I walk my dog every single day. After nearly 7 years of this routine, we have met hundreds (possibly thousands) of other dogs. My pooch has sniffed the privates of every kind of canine: dogs so clean you’d eat off their fur and dogs that just rolled in something long dead. Dogs so excited to say “hi!” that they spontaneously urinate, and dogs that acknowledge us with a dignified swish of the tail. Furry faces hidden in soft mounds of fluff and nearly hairless hounds. Perfect purebred specimens and mutts of unidentifiable origin. Adolescent dogs and geriatric dogs. Dogs the size of bears and little dogs that look like toys.

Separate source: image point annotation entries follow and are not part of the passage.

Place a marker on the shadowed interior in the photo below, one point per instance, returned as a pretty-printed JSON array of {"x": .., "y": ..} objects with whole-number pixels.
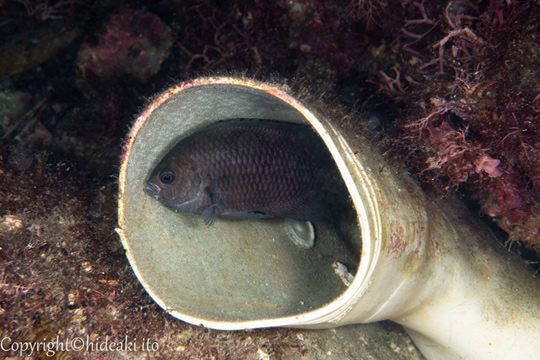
[{"x": 234, "y": 270}]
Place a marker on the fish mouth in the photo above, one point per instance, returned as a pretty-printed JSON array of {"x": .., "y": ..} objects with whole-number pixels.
[{"x": 152, "y": 189}]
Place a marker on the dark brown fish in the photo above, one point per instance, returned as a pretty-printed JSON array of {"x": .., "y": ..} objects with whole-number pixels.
[{"x": 247, "y": 169}]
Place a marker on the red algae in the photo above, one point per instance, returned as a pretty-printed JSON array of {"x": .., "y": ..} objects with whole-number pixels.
[{"x": 133, "y": 42}]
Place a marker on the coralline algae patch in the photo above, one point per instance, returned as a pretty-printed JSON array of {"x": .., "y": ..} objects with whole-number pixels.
[{"x": 133, "y": 42}]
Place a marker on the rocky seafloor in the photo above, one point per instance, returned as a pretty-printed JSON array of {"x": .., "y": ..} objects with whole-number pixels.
[{"x": 448, "y": 88}]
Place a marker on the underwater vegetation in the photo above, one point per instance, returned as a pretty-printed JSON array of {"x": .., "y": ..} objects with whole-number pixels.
[{"x": 450, "y": 87}]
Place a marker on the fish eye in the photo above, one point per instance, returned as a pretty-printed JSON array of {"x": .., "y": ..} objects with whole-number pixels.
[{"x": 166, "y": 176}]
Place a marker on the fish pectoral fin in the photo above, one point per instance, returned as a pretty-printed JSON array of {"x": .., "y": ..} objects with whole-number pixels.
[
  {"x": 213, "y": 191},
  {"x": 311, "y": 207},
  {"x": 210, "y": 215}
]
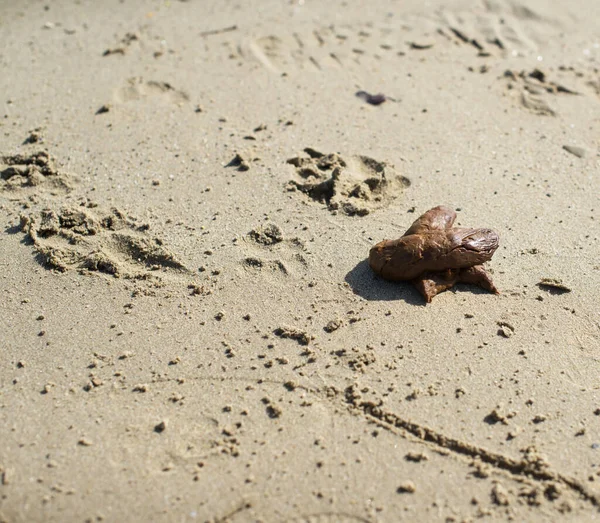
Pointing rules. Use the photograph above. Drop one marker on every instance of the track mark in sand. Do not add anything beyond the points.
(355, 185)
(533, 88)
(531, 466)
(313, 49)
(137, 88)
(20, 173)
(92, 241)
(269, 251)
(330, 517)
(498, 25)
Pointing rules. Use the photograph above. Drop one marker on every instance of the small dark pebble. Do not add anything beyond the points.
(373, 99)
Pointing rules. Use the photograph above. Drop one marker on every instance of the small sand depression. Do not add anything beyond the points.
(354, 185)
(108, 242)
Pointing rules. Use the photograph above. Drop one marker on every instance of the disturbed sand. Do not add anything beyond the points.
(189, 327)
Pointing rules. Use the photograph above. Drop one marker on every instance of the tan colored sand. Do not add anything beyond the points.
(190, 332)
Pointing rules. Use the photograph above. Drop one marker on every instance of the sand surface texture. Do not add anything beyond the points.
(189, 328)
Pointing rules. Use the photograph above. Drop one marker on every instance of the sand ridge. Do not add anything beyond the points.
(190, 328)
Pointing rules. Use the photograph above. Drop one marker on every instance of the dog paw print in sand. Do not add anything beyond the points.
(25, 172)
(534, 90)
(91, 241)
(354, 185)
(268, 251)
(138, 89)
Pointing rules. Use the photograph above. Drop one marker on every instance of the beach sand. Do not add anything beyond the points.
(190, 330)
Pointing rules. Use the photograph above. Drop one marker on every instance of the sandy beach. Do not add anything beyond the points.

Those are the ones that really scare us.
Dogs intuitively understand what I learned only after years of collecting quantitative and qualitative data: the amount of evil inside a dog is inversely proportional to the weight in pounds of that dog.
Of course there are exceptions – some little dogs learn to control their wicked impulses for the sake of family harmony. Close family friends adopted a darling 8-pound Maltese who tolerates Mitch just fine but does not hesitate to display unbridled aggression towards other big dogs.
I happen to love the larger breeds. The most noble, heroic dogs always top the size charts. Think Lassie, Balto, and Rin Tin Tin. Consider the childhood stories of kids and dogs – the Henry and Mudge books (Mudge the mastiff is 200 pounds of muscle and drool) and the Little Rascals with their pit bull. A pit bull! Notice the show’s producers didn’t try to cast a Chihuahua or a Pekinese in the role of Pete. They had to think of the safety of their child actors.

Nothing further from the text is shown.